En l'occurrence de toute la flopée de rééditions radioheadiennes, celle de Pablo Honey est sans aucun doute la plus intéressante... tout simplement parce que c'est l'album mal aimé du groupe, celui qui pue des pieds pensez-donc : Radiohead n'y faisait preuve d'aucune prétention et n'essayait pas de révolutionner la pop.
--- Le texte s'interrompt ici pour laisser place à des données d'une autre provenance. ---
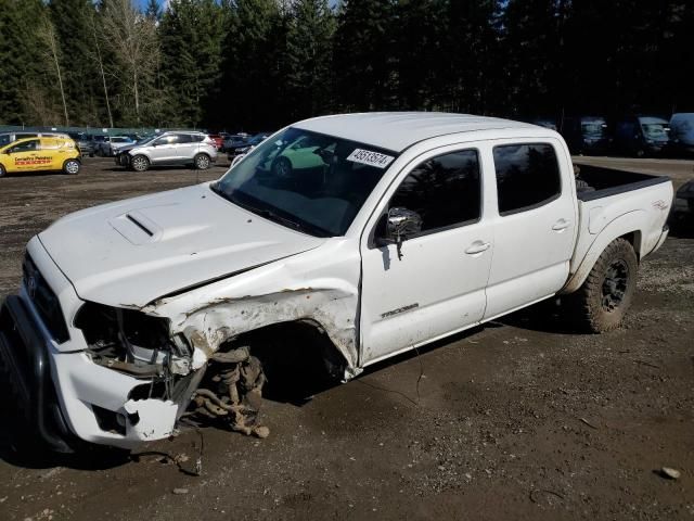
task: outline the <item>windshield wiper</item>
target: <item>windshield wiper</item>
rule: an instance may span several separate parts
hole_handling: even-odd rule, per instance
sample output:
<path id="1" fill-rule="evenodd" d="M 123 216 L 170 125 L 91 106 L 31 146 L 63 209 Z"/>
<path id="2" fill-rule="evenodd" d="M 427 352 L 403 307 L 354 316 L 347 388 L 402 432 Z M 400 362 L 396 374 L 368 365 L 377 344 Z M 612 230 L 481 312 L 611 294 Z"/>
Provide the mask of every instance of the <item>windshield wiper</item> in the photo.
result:
<path id="1" fill-rule="evenodd" d="M 273 212 L 270 208 L 259 208 L 257 206 L 254 206 L 253 204 L 242 202 L 239 198 L 234 196 L 233 193 L 228 194 L 223 190 L 220 190 L 218 182 L 210 183 L 209 189 L 216 194 L 218 194 L 219 196 L 224 198 L 227 201 L 232 202 L 236 206 L 241 206 L 242 208 L 247 209 L 248 212 L 253 212 L 254 214 L 259 215 L 260 217 L 265 217 L 268 220 L 279 223 L 281 225 L 286 226 L 287 228 L 294 228 L 295 230 L 309 233 L 311 236 L 331 237 L 331 233 L 327 230 L 324 230 L 323 228 L 321 228 L 320 226 L 294 220 L 290 217 L 285 217 L 284 215 Z"/>

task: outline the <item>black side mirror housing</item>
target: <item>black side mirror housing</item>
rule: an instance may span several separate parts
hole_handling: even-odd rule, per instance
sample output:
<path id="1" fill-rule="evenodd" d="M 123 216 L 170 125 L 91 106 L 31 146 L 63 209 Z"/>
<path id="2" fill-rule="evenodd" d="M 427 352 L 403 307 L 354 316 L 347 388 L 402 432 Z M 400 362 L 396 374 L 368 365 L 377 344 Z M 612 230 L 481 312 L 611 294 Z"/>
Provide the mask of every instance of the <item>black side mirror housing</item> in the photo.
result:
<path id="1" fill-rule="evenodd" d="M 402 259 L 402 242 L 422 231 L 422 217 L 416 212 L 403 207 L 395 207 L 388 211 L 385 223 L 386 237 L 376 239 L 377 245 L 395 244 L 398 250 L 398 259 Z"/>

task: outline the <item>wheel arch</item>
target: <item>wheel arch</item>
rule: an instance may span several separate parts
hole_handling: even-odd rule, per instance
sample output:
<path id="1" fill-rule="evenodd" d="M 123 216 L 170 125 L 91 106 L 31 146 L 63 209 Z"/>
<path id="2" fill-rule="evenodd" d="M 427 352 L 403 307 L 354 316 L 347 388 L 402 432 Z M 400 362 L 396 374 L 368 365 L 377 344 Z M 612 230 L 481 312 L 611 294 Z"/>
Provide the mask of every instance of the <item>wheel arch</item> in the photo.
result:
<path id="1" fill-rule="evenodd" d="M 569 276 L 568 281 L 560 293 L 573 293 L 578 290 L 588 278 L 600 255 L 616 239 L 625 239 L 629 242 L 637 254 L 637 262 L 641 262 L 643 251 L 642 230 L 646 225 L 645 218 L 645 212 L 629 212 L 605 226 L 590 244 L 586 255 L 576 270 Z"/>

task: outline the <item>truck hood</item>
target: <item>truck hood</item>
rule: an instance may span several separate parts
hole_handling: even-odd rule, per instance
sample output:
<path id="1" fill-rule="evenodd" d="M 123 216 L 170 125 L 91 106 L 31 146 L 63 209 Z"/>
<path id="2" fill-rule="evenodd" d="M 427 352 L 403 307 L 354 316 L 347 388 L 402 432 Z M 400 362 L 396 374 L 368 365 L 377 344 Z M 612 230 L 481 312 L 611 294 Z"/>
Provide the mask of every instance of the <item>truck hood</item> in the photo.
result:
<path id="1" fill-rule="evenodd" d="M 70 214 L 39 240 L 80 298 L 129 308 L 325 241 L 247 212 L 207 183 Z"/>

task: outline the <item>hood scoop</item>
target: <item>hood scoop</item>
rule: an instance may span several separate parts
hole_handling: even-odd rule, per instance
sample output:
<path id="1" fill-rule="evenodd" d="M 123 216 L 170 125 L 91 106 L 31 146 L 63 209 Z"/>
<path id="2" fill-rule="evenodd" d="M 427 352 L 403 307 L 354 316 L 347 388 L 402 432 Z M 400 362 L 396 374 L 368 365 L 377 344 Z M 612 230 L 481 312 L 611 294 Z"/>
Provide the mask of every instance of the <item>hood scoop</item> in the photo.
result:
<path id="1" fill-rule="evenodd" d="M 162 237 L 162 229 L 138 211 L 119 215 L 110 219 L 108 224 L 134 245 L 150 244 Z"/>

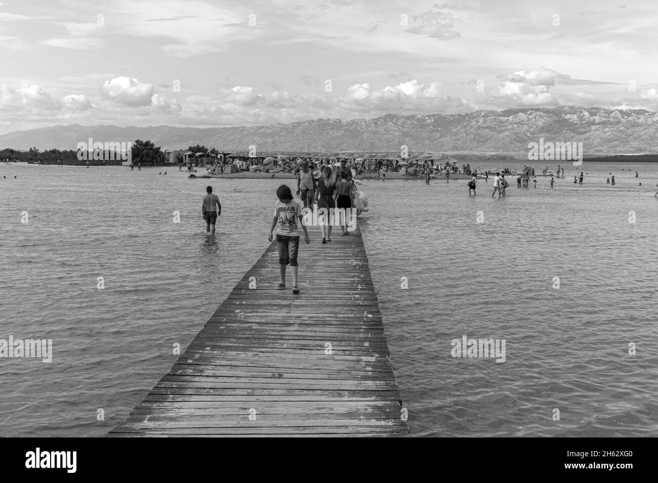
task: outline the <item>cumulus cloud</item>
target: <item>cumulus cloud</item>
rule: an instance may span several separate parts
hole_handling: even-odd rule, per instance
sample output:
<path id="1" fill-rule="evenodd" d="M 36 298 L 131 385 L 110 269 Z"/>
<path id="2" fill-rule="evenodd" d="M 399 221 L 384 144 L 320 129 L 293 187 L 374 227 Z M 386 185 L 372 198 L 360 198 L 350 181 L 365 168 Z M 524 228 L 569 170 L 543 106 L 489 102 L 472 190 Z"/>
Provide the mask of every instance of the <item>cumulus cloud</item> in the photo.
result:
<path id="1" fill-rule="evenodd" d="M 153 96 L 153 84 L 123 76 L 105 81 L 101 91 L 106 97 L 128 106 L 148 106 Z"/>
<path id="2" fill-rule="evenodd" d="M 459 37 L 459 32 L 453 30 L 454 18 L 449 12 L 428 10 L 413 17 L 414 25 L 407 29 L 409 34 L 427 35 L 439 40 L 447 40 Z"/>
<path id="3" fill-rule="evenodd" d="M 101 49 L 105 45 L 103 39 L 97 36 L 103 27 L 97 24 L 66 22 L 61 25 L 68 31 L 68 35 L 55 35 L 43 39 L 39 43 L 76 50 L 93 50 Z"/>
<path id="4" fill-rule="evenodd" d="M 151 98 L 151 103 L 155 109 L 161 111 L 178 113 L 182 110 L 178 101 L 168 99 L 160 94 L 153 94 Z"/>
<path id="5" fill-rule="evenodd" d="M 540 67 L 534 70 L 520 70 L 512 74 L 499 76 L 499 78 L 509 82 L 528 84 L 529 85 L 552 86 L 556 84 L 565 85 L 579 85 L 586 84 L 613 84 L 615 82 L 594 81 L 586 79 L 572 79 L 567 74 L 562 74 L 557 70 Z"/>
<path id="6" fill-rule="evenodd" d="M 84 111 L 91 108 L 91 103 L 82 94 L 70 94 L 63 98 L 51 95 L 36 85 L 19 88 L 3 83 L 0 86 L 0 110 L 20 112 L 22 117 L 51 116 L 52 113 Z"/>
<path id="7" fill-rule="evenodd" d="M 91 108 L 91 103 L 86 96 L 82 94 L 70 94 L 63 99 L 64 106 L 70 110 L 87 110 Z"/>

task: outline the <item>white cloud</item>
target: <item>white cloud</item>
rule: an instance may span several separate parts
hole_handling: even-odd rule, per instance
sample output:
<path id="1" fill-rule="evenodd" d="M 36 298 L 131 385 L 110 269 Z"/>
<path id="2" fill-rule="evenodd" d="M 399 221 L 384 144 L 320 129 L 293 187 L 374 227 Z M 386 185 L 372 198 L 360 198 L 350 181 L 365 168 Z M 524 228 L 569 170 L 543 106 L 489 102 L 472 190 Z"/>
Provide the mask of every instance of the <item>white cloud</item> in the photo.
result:
<path id="1" fill-rule="evenodd" d="M 132 106 L 148 106 L 153 95 L 153 84 L 123 76 L 105 81 L 101 90 L 105 97 L 120 104 Z"/>
<path id="2" fill-rule="evenodd" d="M 82 94 L 70 94 L 63 101 L 64 108 L 69 110 L 87 110 L 91 108 L 91 103 L 89 99 Z"/>

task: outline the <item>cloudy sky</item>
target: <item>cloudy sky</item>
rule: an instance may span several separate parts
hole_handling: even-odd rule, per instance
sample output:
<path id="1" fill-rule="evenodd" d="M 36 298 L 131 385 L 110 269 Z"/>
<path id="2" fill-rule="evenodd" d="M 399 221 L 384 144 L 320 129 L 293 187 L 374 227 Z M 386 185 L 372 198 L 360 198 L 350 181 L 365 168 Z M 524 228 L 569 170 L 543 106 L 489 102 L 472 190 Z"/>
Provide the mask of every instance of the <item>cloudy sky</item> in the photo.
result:
<path id="1" fill-rule="evenodd" d="M 0 133 L 658 110 L 653 2 L 0 3 Z"/>

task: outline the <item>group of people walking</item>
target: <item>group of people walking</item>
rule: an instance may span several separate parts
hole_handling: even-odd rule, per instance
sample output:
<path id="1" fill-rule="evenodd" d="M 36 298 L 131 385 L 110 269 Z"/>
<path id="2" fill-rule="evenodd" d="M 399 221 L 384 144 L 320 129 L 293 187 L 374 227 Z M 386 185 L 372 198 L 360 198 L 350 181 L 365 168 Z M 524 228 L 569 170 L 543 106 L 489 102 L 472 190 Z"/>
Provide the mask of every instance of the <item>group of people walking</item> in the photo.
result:
<path id="1" fill-rule="evenodd" d="M 322 165 L 313 171 L 308 164 L 300 166 L 297 180 L 297 195 L 302 200 L 303 208 L 313 210 L 317 204 L 318 210 L 324 208 L 326 213 L 334 213 L 334 208 L 344 210 L 345 216 L 340 225 L 343 235 L 349 235 L 347 229 L 347 214 L 355 205 L 357 189 L 351 170 L 347 167 L 344 160 L 336 170 L 328 164 Z M 326 216 L 318 218 L 322 233 L 322 243 L 331 241 L 332 223 Z"/>

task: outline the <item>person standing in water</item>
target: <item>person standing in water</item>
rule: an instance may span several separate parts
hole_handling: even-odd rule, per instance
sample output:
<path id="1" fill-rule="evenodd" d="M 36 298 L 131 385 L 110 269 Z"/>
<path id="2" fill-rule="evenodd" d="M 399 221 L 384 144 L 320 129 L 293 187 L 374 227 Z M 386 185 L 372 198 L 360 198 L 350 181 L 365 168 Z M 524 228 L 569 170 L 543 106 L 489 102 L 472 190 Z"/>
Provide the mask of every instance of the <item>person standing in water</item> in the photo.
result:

Il la jouait même carrément petits bras, évoluant dans un registre britpop très balisé, se rendant même coupable du crime ultime : laisser transparaître ses influences (ça, c'est pour la blague, les influences de Kid A sont toutes aussi palpables, simplement on les connaît moins... alors qu'évidemment R.E.M. sur 'Stop Whispering' ou les Stones sur 'How Do You ?' ça parle quand même à un tout petit peu plus de monde que Throbbing Wristle ou même Robert Wyatt...). Comme en plus Pablo Honey renferme 'Creep' (la chanson que les fans détestent adorer) et que sa pochette est une des plus laides de tous les temps... le moins qu'on puisse dire est que ce brave disque était très mal barré pour la postérité. D'autant qu'on ne peut même pas se raccrocher aux branches en se disant ouais, c'est ici que tout a commencé - c'est pas vrai du tout. Tous ceux qui l'ont acheté à l'époque et qui ont ensuite découvert The Bends vous le confirmeront : pas un seul qui se soit attendu à une mue si brutale. Alors que chacun des autres opus de Radiohead semble suivre une ligne continue et presque mathématique, Pablo Honey a l'air évadé de nulle-part. Un peu comme si The Bends avait été la suite de plusieurs albums fantômes enregistrés entre 1993 et 1995 (ce qu'il est, d'ailleurs : en 1994, Radiohead a bel et bien enregistré un deuxième album qu'il a en grande partie jeté à la poubelle - le reste est paru sur l'EP My Iron Lung).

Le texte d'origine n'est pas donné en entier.